With supplemental health insurance, you are usually paid a fixed amount when you utilize health care services on a specific incident. As an example, if you were to fall and sprain your ankle your regular health insurance would pay the doctor bill, but you would need to pay your deductible or co-pay. The doctor’s office would bill your insurance company and bill you if there was an excess. If you had supplemental health insurance that pays $50 for a visit to the doctor, you would be able to file a claim and your supplemental insurance company would pay you $50. You could then use the $50 to pay towards your co-pay or deductible and any other expenses.
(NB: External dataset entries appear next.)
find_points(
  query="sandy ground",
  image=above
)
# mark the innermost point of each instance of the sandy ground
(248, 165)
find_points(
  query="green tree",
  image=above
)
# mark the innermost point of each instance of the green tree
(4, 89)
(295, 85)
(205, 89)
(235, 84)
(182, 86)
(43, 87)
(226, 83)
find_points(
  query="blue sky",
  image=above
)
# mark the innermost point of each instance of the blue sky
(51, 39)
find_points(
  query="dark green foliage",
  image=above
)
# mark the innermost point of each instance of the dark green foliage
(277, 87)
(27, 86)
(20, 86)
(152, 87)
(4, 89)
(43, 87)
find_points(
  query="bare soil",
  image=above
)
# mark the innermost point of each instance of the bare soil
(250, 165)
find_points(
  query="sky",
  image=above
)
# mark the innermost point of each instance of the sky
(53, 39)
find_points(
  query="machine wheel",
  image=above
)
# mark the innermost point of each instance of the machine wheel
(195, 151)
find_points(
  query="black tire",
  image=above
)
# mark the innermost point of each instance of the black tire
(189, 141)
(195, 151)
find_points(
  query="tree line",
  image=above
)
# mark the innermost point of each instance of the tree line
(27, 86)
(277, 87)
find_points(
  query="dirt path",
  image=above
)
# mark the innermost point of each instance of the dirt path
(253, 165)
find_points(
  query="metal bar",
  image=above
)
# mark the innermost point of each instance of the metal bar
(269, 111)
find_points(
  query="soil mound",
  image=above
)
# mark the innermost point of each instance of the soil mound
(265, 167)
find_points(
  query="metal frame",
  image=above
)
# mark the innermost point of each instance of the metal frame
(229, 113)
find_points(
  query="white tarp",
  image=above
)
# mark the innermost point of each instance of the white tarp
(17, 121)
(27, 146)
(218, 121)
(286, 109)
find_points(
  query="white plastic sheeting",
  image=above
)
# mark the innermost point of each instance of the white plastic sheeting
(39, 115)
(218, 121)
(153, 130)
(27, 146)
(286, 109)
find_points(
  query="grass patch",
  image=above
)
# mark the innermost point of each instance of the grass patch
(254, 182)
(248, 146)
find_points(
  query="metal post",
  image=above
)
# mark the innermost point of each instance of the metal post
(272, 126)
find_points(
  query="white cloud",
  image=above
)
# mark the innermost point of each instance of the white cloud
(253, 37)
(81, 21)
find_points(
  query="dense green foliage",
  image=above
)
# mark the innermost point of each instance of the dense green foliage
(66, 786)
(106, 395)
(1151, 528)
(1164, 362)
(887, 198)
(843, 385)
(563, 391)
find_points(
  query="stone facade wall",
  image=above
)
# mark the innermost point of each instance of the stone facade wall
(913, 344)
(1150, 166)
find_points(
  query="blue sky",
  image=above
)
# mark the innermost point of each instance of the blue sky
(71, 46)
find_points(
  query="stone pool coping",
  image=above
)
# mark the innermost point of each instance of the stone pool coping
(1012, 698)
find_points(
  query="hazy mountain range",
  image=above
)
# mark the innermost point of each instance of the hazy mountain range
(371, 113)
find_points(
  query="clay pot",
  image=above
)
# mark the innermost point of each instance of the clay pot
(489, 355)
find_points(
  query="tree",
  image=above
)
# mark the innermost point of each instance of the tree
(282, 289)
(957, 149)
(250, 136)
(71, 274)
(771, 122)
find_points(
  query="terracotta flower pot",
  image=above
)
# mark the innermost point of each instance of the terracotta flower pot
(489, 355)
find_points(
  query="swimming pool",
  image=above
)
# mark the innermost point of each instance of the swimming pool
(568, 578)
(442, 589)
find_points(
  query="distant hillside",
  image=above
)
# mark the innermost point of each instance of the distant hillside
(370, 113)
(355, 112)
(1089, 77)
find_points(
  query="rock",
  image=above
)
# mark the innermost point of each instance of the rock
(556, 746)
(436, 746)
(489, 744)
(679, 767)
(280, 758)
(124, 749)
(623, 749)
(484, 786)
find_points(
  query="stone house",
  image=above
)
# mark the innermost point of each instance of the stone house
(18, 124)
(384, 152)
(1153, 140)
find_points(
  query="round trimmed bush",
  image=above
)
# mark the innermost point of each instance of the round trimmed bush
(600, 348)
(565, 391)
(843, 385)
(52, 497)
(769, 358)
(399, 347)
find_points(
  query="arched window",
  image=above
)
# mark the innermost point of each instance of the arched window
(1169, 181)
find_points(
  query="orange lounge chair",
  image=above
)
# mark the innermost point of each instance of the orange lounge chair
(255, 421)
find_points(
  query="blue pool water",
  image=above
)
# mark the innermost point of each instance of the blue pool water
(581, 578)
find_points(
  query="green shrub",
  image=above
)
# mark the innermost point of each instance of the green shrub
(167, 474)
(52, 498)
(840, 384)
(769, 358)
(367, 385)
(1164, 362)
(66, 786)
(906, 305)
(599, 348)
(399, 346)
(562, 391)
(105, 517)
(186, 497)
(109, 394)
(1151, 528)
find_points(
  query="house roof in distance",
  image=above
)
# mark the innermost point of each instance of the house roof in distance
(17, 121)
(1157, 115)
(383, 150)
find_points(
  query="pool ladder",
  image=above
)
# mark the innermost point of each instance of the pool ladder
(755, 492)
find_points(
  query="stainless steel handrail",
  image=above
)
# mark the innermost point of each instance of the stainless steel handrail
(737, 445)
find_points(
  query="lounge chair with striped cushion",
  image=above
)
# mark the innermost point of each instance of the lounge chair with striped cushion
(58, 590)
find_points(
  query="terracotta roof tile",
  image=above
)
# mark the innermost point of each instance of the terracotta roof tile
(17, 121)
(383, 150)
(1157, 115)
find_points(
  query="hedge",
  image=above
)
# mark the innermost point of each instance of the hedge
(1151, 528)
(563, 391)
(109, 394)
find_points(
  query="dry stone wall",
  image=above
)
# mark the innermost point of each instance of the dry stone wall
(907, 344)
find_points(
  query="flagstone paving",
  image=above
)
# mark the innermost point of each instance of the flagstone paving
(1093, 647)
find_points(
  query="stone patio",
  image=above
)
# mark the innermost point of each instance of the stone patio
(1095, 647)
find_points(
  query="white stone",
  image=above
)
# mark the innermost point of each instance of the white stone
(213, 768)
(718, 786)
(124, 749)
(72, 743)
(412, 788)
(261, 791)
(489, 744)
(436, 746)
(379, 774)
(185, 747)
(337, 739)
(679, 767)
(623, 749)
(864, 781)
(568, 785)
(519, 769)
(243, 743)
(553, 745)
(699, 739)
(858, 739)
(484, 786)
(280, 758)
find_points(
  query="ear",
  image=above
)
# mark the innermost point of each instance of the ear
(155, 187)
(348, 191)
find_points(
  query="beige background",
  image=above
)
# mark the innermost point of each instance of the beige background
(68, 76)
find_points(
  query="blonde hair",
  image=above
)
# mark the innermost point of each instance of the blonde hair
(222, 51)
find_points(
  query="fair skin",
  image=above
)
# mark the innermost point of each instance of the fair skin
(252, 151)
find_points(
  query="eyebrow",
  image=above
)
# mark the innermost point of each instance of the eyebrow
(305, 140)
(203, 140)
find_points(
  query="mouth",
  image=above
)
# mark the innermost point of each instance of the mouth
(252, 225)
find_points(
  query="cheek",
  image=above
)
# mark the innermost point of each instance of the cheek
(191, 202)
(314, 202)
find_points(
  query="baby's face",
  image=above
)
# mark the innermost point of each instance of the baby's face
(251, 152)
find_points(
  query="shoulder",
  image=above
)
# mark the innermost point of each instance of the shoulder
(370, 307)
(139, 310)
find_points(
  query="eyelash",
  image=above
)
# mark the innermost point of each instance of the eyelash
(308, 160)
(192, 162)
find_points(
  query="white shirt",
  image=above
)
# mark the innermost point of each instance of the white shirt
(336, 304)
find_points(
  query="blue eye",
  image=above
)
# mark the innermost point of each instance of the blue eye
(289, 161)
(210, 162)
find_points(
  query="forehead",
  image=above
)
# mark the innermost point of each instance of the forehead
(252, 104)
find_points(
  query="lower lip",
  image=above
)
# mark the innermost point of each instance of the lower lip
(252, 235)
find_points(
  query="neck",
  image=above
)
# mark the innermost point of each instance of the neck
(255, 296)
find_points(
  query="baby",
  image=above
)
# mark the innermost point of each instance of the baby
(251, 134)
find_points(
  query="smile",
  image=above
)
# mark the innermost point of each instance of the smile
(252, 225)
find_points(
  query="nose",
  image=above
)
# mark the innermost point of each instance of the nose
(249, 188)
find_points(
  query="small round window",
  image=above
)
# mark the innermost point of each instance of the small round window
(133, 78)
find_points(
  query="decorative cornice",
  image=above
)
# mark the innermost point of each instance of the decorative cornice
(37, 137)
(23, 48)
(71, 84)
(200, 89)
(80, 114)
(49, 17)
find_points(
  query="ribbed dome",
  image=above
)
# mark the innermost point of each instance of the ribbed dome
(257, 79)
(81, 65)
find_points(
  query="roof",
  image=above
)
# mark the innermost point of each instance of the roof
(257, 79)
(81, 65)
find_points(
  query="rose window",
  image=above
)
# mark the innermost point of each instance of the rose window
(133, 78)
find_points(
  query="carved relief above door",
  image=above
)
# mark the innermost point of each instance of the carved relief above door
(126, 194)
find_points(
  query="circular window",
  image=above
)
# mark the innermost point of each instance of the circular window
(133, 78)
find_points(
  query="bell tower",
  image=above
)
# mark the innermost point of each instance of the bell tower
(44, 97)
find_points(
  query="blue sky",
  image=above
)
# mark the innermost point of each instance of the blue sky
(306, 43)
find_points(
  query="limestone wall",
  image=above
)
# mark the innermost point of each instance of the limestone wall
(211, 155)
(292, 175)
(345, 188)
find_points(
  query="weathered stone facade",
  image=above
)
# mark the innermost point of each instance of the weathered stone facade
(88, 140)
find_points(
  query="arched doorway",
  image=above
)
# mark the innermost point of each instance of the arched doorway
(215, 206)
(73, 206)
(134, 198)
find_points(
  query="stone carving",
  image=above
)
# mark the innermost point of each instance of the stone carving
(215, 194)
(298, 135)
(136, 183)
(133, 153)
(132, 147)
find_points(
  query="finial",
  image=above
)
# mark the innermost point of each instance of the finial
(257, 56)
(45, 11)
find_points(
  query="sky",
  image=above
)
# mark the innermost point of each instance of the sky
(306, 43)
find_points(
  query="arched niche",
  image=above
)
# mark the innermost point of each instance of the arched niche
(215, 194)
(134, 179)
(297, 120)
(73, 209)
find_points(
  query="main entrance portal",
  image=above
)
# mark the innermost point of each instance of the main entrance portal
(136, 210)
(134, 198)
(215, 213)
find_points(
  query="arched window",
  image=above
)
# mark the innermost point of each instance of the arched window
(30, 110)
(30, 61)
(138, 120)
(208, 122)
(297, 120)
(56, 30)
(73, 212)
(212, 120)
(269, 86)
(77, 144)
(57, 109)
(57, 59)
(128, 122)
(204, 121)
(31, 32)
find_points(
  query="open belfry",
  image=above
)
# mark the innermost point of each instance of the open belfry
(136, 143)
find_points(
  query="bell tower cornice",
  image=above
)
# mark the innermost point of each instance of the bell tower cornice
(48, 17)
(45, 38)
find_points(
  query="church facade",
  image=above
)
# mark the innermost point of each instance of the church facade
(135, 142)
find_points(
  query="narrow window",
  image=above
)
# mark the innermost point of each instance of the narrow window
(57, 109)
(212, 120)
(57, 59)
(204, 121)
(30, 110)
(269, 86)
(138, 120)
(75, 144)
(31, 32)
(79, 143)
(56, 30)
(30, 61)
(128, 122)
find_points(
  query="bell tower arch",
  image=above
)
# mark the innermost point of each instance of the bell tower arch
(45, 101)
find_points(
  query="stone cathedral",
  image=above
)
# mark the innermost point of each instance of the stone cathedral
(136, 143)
The benefits on a supplemental health insurance policy vary from policy to policy, with the differences usually having to do with the specific purpose of the policy. AFLAC, for example, is designed to help policy holders cover medical expenses that most health insurance policies do not cover by paying them in cash for doctor visits, hospital costs, or for being out of work due to an injury or illness. Other types of supplemental policies are intended to help pay for prescription costs or for paying out benefits for disabling accidents or catastrophic illnesses. Some policies are for hospitalization only and some for long-term care. There are quite a few supplemental policies designed for the purpose of paying for costs that are not covered by Medicare health insurance.

Not everyone needs supplemental health insurance. However it is a form of financial protection that can come in handy if you do not have savings or sufficient means to cover any unexpected medical costs that could crop up. Supplemental health insurance should be considered if you have small children, are self-employed, are on Medicare, or if you do not have the financial means that it would take to be able to handle large medical expenses or be away from work because of injury or illness.

The best policy for supplemental health insurance will depend on the individual and his or her circumstances and specific needs. For young families, as an example, supplemental insurance policies that pay for wellness care are very helpful. Hospital indemnity policies that pay cash benefits for parents who are unable to work due to illness or for being hospitalized would also benefit young families. For older adults, a long-term care or supplemental policy that pays a lump sum benefit for catastrophic illnesses could be very useful. A prescription benefit plan could help both families and older adults to help meet medical expenses that regular health insurance and Medicare don’t cover.